School of Grassland Science, Beijing Forestry University, Beijing 100083, China; Beijing Institute of Mathematical Sciences and Applications, Beijing 101408, China.
State Key Laboratory of Tree Genetics and Breeding, Key Laboratory of Tree Breeding and Cultivation of National Forestry and Grassland Administration, Research Institute of Forestry, Chinese Academy of Forestry, Beijing 100091, China.
Phys Life Rev. 2024 Sep;50:228-251. doi: 10.1016/j.plrev.2024.08.001. Epub 2024 Aug 8.

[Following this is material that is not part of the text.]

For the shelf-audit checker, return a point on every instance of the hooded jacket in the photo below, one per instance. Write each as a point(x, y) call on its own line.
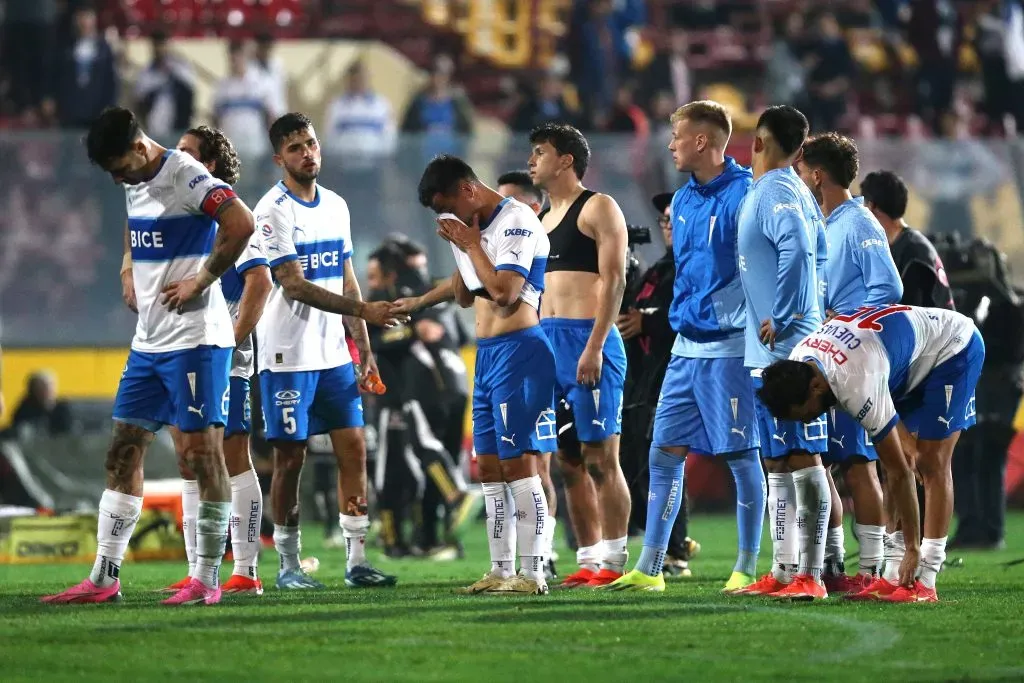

Forest management by thinning can mitigate the detrimental impact of increasing drought caused by global warming. Growing evidence shows that the soil microbiota can coordinate the dynamic relationship between forest functions and drought intensity, but how they function as a cohesive whole remains elusive. We outline a statistical topology model to chart the roadmap of how each microbe acts and interacts with every other microbe to shape the dynamic changes of microbial communities under forest management. To demonstrate its utility, we analyze a soil microbiota data collected from a two-way longitudinal factorial experiment involving three stand densities and three levels of rainfall over a growing season in artificial plantations of a forest tree - larix (Larix kaempferi). We reconstruct the most sophisticated soil microbiota networks that code maximally informative microbial interactions and trace their dynamic trajectories across time, space, and environmental signals. By integrating GLMY homology theory, we dissect the topological architecture of these so-called omnidirectional networks and identify key microbial interaction pathways that play a pivotal role in mediating the structure and function of soil microbial communities. The statistical topological model described provides a systems tool for studying how microbial community assembly alters its structure, function and evolution under climate change.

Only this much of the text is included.